Miss Murdstone annemi resmî bir tavırla selamladı. Parmağıyla beni göstererek “Bu oğlunuz mu görümcem? Ben umumiyetle erkek çocukları sevmem. Nasılsınız, oğlancık?” dedi.
Bu hatır kırıcı sözler haşin ve madenî bir sesle söylendi. Ben de sert cevap verdim.
Miss Murdstone beni tepeden tırnağa kadar süzdü. Soğuk bir tavırla şu hükmü verdi:
“Fena tavırlar!”
Odasını görmek istedi ve ertesi günden itibaren anneme yardım etmek bahanesiyle her şeyi karıştırmaya, eski tertibe ehemmiyet vermeyerek her şeyin yerini değiştirmeye başladı. Gidiyor, geliyor, iniyor, çıkıyor; şüphesiz hizmetçiler evde bir adam gizlemişlerdi de onun yerini keşfetmeye çalışıyordu. Kırlangıçlarla, o zarif kuşlarla hiç münasebeti olmadığı hâlde onlar kadar erken kalkıyor ve Peggotty’nin iddiasınca tek gözüyle uyuyordu. Fakat ben kendi nefsimde tecrübeye kalkıştım ve bunun mümkün olmadığına karar verdim.

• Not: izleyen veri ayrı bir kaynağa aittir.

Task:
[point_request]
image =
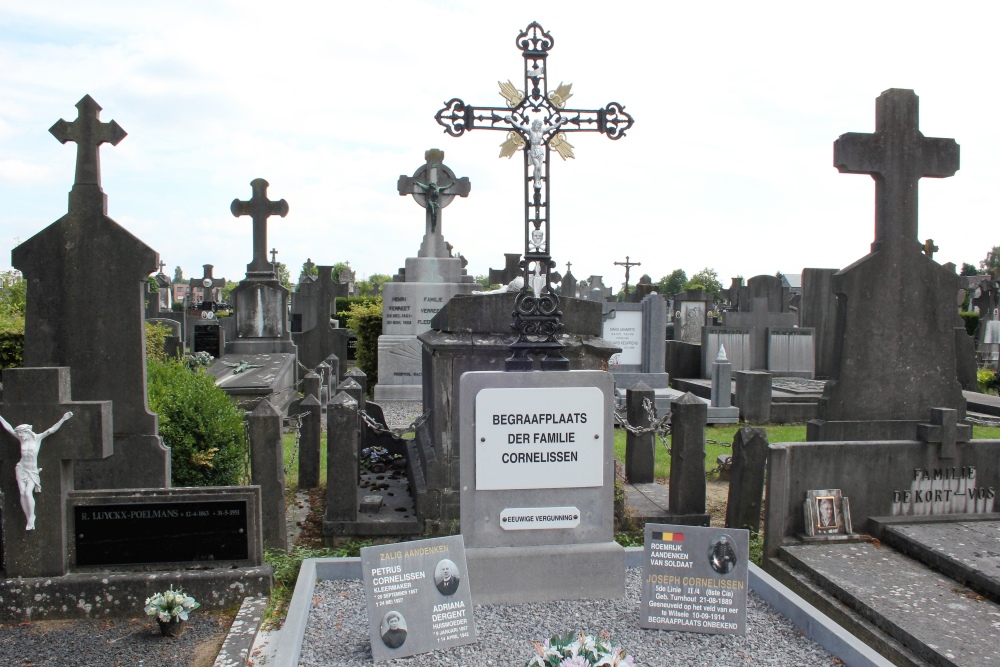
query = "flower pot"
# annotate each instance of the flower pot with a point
(175, 627)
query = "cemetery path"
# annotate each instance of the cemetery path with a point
(113, 642)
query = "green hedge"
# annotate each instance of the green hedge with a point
(971, 322)
(202, 427)
(342, 307)
(366, 320)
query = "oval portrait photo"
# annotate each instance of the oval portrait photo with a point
(393, 629)
(722, 554)
(446, 577)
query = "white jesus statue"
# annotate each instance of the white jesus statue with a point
(27, 471)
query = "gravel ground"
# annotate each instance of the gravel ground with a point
(401, 414)
(112, 643)
(337, 634)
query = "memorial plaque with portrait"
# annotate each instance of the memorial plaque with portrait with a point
(418, 596)
(827, 513)
(694, 579)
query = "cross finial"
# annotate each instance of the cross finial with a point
(259, 208)
(897, 156)
(89, 133)
(628, 265)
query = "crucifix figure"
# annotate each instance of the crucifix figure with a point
(42, 396)
(897, 156)
(427, 185)
(89, 133)
(535, 120)
(259, 208)
(26, 471)
(628, 265)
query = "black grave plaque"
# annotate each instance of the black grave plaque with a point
(206, 338)
(127, 533)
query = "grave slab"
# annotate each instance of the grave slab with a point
(262, 375)
(941, 622)
(967, 551)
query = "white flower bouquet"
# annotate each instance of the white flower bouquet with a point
(574, 649)
(170, 605)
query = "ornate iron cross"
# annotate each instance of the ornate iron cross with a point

Eve geldiğinin ertesi günü annem sabah yemeğine inerken Miss Murdstone ona dedi ki:
“Muazzez Clara! Sizi her sıkıntıdan kurtarmak isterim. Siz bu güzellik ve bu gençlikle (Bu sözlerden annemin yüzü kızardı.) ev idare edemezsiniz. Eğer anahtarlarınızı bana verirseniz ben her işle uğraşırım.”
Bu günden itibaren anahtarlar Miss Murdstone’da kaldı. Akşamları onları yastığının altına koyuyor; annem de hususi işlerinden başka bir şeyle meşgul olmuyordu.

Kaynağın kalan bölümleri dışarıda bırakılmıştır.